Realism demands a certain skill. But eventually we want more, even in a photograph. The best photos are curated through the eye of the photographer, chosen from the collection and obsessively processed either in the darkroom or digitally.
The best paintings are not “paint what you see”, but rather, paint in response to your experience.
Would you paint this?
Well, you might. And it could be a feat of craft. But beyond craft, would it be wonder-full?
I suspect you’d rather linger here:
And if so, you chose the image cultivated through another human's efforts—the garden.

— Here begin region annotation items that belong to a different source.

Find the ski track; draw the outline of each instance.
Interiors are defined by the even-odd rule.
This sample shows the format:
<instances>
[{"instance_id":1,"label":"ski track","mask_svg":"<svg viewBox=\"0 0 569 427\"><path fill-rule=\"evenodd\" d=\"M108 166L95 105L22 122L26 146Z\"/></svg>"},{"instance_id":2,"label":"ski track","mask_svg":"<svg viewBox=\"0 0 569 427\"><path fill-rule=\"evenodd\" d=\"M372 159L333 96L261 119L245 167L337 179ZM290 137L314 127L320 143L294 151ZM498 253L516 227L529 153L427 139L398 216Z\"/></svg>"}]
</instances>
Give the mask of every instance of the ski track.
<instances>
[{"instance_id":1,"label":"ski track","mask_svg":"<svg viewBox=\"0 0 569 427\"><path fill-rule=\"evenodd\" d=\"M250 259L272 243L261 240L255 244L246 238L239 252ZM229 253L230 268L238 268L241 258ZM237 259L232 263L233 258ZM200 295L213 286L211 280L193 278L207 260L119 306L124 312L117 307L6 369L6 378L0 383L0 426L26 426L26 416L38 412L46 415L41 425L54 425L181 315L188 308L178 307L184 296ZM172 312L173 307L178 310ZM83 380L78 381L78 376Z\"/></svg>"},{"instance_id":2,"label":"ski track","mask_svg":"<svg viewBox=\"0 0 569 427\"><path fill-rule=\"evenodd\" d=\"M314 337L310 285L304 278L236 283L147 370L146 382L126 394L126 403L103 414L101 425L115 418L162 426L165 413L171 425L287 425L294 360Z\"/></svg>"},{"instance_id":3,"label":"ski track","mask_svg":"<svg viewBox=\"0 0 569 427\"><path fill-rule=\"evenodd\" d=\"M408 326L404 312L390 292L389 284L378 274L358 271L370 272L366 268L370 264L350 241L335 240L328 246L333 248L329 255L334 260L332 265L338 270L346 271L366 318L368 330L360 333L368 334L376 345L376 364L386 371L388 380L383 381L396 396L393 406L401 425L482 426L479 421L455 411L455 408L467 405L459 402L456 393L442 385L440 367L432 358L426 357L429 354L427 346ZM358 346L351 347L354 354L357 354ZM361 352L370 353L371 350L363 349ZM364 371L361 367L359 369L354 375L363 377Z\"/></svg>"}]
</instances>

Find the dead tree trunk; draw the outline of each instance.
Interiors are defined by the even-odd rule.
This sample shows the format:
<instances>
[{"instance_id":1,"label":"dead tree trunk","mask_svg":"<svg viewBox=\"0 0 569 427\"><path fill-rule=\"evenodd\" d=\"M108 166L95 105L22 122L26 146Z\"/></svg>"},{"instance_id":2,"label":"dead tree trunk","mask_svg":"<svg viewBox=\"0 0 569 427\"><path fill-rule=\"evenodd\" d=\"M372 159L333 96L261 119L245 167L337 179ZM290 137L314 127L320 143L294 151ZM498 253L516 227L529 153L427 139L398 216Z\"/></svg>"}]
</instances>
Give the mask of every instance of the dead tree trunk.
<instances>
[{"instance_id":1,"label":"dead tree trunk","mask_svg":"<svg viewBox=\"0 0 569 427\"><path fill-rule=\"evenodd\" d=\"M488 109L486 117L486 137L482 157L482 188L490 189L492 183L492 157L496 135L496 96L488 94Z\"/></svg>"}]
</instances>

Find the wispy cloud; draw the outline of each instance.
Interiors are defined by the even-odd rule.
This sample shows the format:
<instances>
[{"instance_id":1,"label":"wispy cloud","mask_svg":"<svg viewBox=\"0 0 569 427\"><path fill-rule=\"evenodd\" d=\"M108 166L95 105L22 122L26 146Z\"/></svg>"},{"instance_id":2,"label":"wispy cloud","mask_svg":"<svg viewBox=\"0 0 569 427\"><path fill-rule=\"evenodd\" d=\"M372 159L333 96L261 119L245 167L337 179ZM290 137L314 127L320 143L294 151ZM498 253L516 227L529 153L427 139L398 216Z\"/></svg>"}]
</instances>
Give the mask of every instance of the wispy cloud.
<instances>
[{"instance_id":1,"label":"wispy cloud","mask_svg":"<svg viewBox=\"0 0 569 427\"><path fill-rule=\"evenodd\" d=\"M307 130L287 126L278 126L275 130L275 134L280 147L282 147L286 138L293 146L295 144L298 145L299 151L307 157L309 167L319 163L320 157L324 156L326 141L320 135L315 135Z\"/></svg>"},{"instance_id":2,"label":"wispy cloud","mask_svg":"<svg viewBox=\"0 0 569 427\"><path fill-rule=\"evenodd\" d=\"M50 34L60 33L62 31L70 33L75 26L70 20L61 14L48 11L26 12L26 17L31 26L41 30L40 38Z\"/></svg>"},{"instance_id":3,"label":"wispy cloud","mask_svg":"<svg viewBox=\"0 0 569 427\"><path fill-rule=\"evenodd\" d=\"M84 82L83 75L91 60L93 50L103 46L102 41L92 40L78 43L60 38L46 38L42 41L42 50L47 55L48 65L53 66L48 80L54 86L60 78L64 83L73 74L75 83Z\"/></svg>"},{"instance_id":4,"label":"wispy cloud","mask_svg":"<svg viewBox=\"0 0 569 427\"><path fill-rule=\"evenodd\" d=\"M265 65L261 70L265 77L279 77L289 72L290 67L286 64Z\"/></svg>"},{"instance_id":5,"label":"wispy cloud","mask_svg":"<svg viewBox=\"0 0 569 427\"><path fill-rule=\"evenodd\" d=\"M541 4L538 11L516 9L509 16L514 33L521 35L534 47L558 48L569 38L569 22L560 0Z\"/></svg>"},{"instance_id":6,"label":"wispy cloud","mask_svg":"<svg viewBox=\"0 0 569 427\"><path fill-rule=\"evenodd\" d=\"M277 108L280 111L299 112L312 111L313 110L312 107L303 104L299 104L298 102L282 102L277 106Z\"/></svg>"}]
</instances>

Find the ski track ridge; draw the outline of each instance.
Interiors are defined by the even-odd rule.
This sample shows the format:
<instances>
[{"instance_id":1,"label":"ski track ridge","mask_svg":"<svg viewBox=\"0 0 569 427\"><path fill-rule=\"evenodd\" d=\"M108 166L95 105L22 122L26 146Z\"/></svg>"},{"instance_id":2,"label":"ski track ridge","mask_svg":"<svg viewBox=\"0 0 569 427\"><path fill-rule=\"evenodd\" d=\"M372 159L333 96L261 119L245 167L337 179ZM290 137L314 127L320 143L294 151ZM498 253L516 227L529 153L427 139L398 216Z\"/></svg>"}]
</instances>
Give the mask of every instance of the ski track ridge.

Would you paint it like the photo? Maybe—because that's a challenge that draws us to the craft and can stun the viewer. But in these days of ubiquitous photography (and now AI...), why not add another filter, another layer of human response?
How about this?
Or this?
The need to interpret is not limited to the visual. In stories, do we include everything? If we did, no one could read or watch them. Even "reality TV" is heavily scripted and edited—curated through others’ filters with various intent.
The research for my historical novel is a monstrous jumbled jungle of conflicting dates and who-did-whats. I must impose my will on it to create a comprehensible whole. And the result will be MY will. Not everything that happened.
The first imposition is hammering an impossible historical record into a plot. The next is turning that plot into an immersive and engrossing story.
But it starts like this:
Do you think I need some heavy equipment?
I hope you all had a blessed Easter! I’ll soon have an update on this tangle web of a novel. Until then, happy gardening, painting, writing, whatever it is that you do to impose your will.